Lumajang//suaraglobal.co.id Polemik distribusi BBM subsidi di SPBU 54.673.10 Kecamatan Pronojiwo, Kabupaten Lumajang, memasuki babak baru yang mengejutkan. Setelah ramai isu dugaan penyelewengan BBM oleh tengkulak, kini dua oknum wartawan justru dilaporkan balik atas dugaan pemerasan terhadap warga.
HLK (inisial), salah satu warga Pronojiwo yang namanya terseret dalam kisruh tersebut, angkat bicara. Ia mengaku menjadi korban pemerasan yang dilakukan oleh dua oknum wartawan berinisial IST (pimpinan redaksi media lokal) dan M.BSR (kepala biro media lainnya). Keduanya diduga memeras hingga puluhan juta rupiah dengan ancaman pemberitaan negatif.
“Lucu mas, kami dituding mafia, padahal yang meresahkan justru mereka. Berkali-kali kami dimintai jatah. Kami memang salah secara hukum, tapi ini soal perut. Kami bukan koruptor yang merugikan negara triliunan,” tegas HLK saat ditemui awak media Minggu (4/5/2025).
Menurut pengakuan HLK, permintaan awal dari oknum wartawan tersebut mencapai Rp15 juta. Karena tidak mampu memenuhi nominal itu, ia bersama rekan-rekannya hanya sanggup mengumpulkan Rp 11 juta secara patungan. Namun, permintaan tak berhenti di situ. Beberapa minggu kemudian, oknum wartawan kembali datang dan meminta tambahan dana.
“Saya sudah bilang gak sanggup, eh malah diancam mau diberitakan jelek dan dilaporkan Polisi. Waktu itu mereka juga foto-foto, lalu berita negatif langsung keluar. Wajar kalau kami emosi dan terjadi keributan,” ungkap HLK.
Keterangan serupa disampaikan oleh IN (inisial), warga lain yang tergabung dalam paguyuban tengkulak BBM di Pronojiwo. Menurutnya, keberadaan paguyuban tersebut justru membantu masyarakat di wilayah Tempursari yang kesulitan mendapatkan BBM akibat akses jalan yang sulit.
“Jalan ke Tempursari ekstrem dan jauh. Kalau gak ada kami, masyarakat sana bisa kehabisan BBM. Kami ini hanya cari makan, bukan pelaku korupsi. Jangan disamakan,” ujar IN menegaskan.
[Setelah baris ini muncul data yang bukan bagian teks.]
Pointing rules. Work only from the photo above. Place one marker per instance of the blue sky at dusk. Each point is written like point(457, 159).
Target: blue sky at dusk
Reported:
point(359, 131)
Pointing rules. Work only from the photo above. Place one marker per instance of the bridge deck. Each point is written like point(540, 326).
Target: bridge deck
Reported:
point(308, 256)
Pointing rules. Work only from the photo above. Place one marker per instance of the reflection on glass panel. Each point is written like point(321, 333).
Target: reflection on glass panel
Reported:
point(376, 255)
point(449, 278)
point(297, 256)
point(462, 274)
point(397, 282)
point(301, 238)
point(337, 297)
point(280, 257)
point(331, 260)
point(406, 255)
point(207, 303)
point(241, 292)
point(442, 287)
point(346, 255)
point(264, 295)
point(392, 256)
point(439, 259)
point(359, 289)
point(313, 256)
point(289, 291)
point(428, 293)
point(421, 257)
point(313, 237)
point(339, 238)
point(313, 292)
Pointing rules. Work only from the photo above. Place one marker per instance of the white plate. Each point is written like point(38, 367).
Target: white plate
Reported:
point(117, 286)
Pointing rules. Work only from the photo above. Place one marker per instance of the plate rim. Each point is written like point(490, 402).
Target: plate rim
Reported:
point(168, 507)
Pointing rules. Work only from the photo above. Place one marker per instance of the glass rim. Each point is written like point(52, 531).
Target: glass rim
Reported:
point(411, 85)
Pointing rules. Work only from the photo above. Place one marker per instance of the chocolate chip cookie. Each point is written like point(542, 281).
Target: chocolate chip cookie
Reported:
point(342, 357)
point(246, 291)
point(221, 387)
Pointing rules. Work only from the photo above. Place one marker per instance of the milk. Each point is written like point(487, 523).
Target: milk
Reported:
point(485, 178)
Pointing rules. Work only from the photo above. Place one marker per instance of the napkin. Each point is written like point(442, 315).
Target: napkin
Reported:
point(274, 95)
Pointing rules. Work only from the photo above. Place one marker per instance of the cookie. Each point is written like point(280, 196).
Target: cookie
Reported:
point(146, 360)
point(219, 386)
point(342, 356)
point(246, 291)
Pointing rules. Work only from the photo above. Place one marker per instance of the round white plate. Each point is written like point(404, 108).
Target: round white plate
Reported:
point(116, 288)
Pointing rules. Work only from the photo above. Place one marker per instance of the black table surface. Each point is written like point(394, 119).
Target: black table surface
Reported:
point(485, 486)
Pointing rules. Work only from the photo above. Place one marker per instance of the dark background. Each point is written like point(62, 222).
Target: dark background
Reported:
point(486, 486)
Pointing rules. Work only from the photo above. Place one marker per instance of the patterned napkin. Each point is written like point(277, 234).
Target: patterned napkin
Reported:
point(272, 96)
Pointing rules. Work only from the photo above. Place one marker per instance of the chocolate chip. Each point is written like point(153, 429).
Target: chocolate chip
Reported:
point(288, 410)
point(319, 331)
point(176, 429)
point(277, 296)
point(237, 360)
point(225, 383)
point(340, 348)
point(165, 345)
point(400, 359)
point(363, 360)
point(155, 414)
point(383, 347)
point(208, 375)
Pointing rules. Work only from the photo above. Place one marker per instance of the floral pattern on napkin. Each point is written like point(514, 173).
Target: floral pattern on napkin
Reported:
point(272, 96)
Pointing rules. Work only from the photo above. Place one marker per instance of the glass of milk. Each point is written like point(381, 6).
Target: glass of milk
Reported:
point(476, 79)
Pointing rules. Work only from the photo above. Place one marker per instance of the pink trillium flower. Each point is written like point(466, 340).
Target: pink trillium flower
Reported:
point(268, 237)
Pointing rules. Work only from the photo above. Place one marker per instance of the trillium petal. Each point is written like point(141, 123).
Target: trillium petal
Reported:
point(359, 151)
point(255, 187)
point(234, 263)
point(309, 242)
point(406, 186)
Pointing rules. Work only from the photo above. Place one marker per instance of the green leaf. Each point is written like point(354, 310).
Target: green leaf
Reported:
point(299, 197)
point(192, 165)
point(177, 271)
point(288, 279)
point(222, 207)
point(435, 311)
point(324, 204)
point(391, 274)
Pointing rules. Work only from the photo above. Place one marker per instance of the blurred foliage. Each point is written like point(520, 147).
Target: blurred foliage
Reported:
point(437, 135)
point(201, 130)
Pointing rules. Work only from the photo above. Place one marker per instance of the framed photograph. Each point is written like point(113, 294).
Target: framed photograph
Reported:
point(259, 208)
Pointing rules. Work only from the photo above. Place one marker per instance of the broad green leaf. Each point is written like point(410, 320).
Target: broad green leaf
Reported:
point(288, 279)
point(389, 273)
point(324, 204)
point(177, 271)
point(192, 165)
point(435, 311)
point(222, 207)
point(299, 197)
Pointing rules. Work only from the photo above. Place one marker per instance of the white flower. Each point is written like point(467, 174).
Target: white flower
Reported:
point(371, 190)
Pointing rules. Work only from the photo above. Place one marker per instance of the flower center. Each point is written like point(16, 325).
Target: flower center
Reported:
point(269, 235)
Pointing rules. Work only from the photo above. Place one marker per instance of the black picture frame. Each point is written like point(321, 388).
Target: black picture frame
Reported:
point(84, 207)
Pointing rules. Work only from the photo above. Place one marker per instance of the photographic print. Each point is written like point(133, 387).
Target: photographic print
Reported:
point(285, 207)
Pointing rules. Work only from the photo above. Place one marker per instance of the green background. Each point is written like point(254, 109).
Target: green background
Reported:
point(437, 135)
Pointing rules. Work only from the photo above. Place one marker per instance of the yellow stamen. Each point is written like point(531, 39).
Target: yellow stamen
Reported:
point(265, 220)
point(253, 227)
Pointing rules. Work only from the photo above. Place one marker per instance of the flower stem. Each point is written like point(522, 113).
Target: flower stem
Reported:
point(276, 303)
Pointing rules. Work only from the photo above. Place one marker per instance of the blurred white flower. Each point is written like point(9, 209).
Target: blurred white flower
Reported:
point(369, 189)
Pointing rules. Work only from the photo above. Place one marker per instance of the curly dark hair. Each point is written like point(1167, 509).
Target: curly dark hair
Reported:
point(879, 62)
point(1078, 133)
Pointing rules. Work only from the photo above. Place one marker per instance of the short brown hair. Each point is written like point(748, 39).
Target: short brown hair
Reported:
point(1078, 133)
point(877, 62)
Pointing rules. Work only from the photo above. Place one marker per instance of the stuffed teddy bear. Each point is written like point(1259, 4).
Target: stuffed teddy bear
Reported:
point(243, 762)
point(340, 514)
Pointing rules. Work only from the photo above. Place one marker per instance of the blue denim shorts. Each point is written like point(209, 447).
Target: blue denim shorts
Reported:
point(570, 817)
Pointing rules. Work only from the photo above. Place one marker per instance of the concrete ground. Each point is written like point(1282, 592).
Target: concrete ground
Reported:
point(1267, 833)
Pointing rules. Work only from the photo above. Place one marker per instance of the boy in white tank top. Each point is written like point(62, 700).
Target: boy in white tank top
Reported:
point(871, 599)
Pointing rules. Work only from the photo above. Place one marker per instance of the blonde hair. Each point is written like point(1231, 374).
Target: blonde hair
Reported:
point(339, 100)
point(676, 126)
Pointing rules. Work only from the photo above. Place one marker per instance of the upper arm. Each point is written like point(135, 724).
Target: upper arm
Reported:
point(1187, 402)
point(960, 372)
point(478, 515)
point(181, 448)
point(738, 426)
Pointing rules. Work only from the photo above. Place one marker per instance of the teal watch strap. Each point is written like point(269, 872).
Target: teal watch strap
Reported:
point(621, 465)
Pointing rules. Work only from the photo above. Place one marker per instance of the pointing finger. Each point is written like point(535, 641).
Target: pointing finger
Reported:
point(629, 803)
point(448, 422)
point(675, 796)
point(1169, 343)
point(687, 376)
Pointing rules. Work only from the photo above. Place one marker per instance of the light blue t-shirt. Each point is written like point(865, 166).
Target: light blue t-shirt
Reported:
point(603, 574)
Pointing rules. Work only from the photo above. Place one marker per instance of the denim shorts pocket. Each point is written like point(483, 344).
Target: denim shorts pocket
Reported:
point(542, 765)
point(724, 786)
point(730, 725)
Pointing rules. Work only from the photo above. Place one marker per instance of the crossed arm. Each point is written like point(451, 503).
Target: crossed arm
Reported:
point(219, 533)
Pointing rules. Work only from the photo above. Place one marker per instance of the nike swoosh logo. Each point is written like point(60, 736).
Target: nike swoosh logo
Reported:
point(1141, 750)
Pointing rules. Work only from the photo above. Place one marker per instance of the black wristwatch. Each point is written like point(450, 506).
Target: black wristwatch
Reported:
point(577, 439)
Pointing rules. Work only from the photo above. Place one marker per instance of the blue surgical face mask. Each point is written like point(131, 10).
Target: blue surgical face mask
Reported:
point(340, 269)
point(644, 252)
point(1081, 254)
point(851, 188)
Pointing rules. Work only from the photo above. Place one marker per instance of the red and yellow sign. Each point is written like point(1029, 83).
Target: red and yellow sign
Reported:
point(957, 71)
Sebagai informasi, Tempursari adalah salah satu kecamatan terpencil di Lumajang yang sulit dijangkau mobil tangki BBM karena kondisi jalan terjal dan sempit. Warga setempat selama ini bergantung pada suplai dari paguyuban seperti milik HLK dan IN.
Ironisnya, tudingan mafia BBM yang selama ini diarahkan kepada mereka ternyata dimanfaatkan oleh oknum-oknum yang diduga ingin mengambil keuntungan pribadi lewat ancaman pemberitaan. Fenomena seperti ini kembali membuka tabir gelap praktik jurnalisme abal-abal yang sering mencoreng citra pers.
Hingga kini, pihak kepolisian belum memberikan keterangan resmi terkait laporan balik yang disampaikan HLK dan kawan-kawan. Humas Polres Lumajang, Ipda Untoro, saat dikonfirmasi hanya menyatakan akan melakukan koordinasi internal terlebih dahulu.
“Gih (ya) siap mas, kami konfirmasikan dulu sama pimpinan ya,” ujarnya singkat melalui pesan WhatsApp, Minggu (4/5/2025).
Sementara itu, pihak manajemen SPBU 54.673.10 Pronojiwo juga belum bisa dihubungi. Upaya konfirmasi oleh awak media melalui sambungan telepon dan pesan singkat tidak mendapatkan respons hingga berita ini diterbitkan.
Kasus ini menjadi catatan penting bahwa persoalan distribusi BBM subsidi di daerah rawan akses seperti Lumajang memerlukan perhatian serius dari pihak berwenang. Bukan hanya menertibkan praktik penimbunan, namun juga membersihkan oknum-oknum yang mencederai marwah pers dengan praktik pemerasan berkedok jurnalistik.